The Chaldeans, who scoff at kings and make sport of rulers, and laugh at every fortress, and who sweep by like the wind… God is telling Habakkuk that God has loosed this hell on earth. This is God’s will.

Habakkuk refuses to back down. He refuses to become a cynic or a nihilist or a fatalist. He goes up on the ramparts, he takes his place in the watchtower, and he declares before God and everyone else, “I will take my station. I will see what God will say to me.” 

 Before I end this first installment, I need to make a couple things clear. First, according to the text, God raises up the Chaldeans, but God does not excuse Chaldean cruelty. There is nothing in the text that blesses barbarism or war. The text is very clear. Speaking of the Chaldeans, God declares that “their might is their god.” The Babylonian military-industrial-political-homeland security-empire-complex is their pride and joy, and it will be their downfall. Emphatically the text does not condone war or militarism. What the text is saying is that war and all the evils that it visits upon us and all humanity is not accidental. Wars do not “just happen.”

There are two ways to deal with the issue of evil in history. One is to blame God, ie It is God’s will that the Babylonians should wipe out Jerusalem and slaughter some of the people and take others captive. This is a fatalist view of history. What can we do? Nations have always been at war with each other. It’s too bad, it’s unfortunate, we wish it were otherwise, but that’s just the way it is. Love is just the driver of the hearse rushing from one tragedy to another. There are whole schools of theology and political theory built around the idea that people and nations are locked in a never ending struggle for power and security and we have to accept that. This is not what Habakkuk is saying. 

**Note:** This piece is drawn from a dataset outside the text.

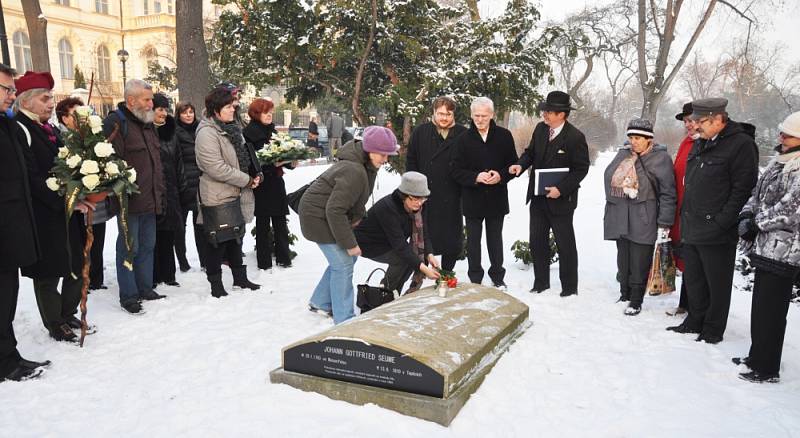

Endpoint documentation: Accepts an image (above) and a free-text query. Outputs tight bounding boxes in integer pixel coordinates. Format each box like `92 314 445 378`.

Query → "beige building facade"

 He is saying that our actions have consequences and we have responsibilities. Heschel says some people are guilty but everyone is responsible. This is what Habakkuk is telling us. He shoulders responsibility for his people, because of his unfailing love for his people and an unshakable belief in God. This is why he takes his place on the watchtower. He climbs up on the ramparts and waits for God. O Lord, how long will you not hear me? How long? These are not the questions of a fatalist.


It is worth remembering that in 1940, the Nazi’s banned the book of Habakkuk because they knew it was a dangerous book. The apartheid government of South Africa did the same banning Habakkuk, because they knew it was a dangerous book. People in our time who want to ban books might soon look to Habakkuk and other prophets and try to ban them.

This is a dangerous little book. It is only three short chapters. But in these chapters Habakkuk is telling us that injustice does not “just happen.” War does not “just happen.” It is intentional. It happens because people who have political, and economic, and military power want it to happen, or they are willing to let it happen. President Kennedy was right when he said “If we do not want war to put an end to us, we need to put an end to war.”

Habakkuk stood on the ramparts, he stood in the watchtower, because of his love for God and his love for his people. He stood there because there was no other place for him to stand. He stood there because he could not be a silent witness to the cruelty he was witnessing. He is remembered by history as a witness to resistance to authoritarian governments, and as witness to a world beyond war.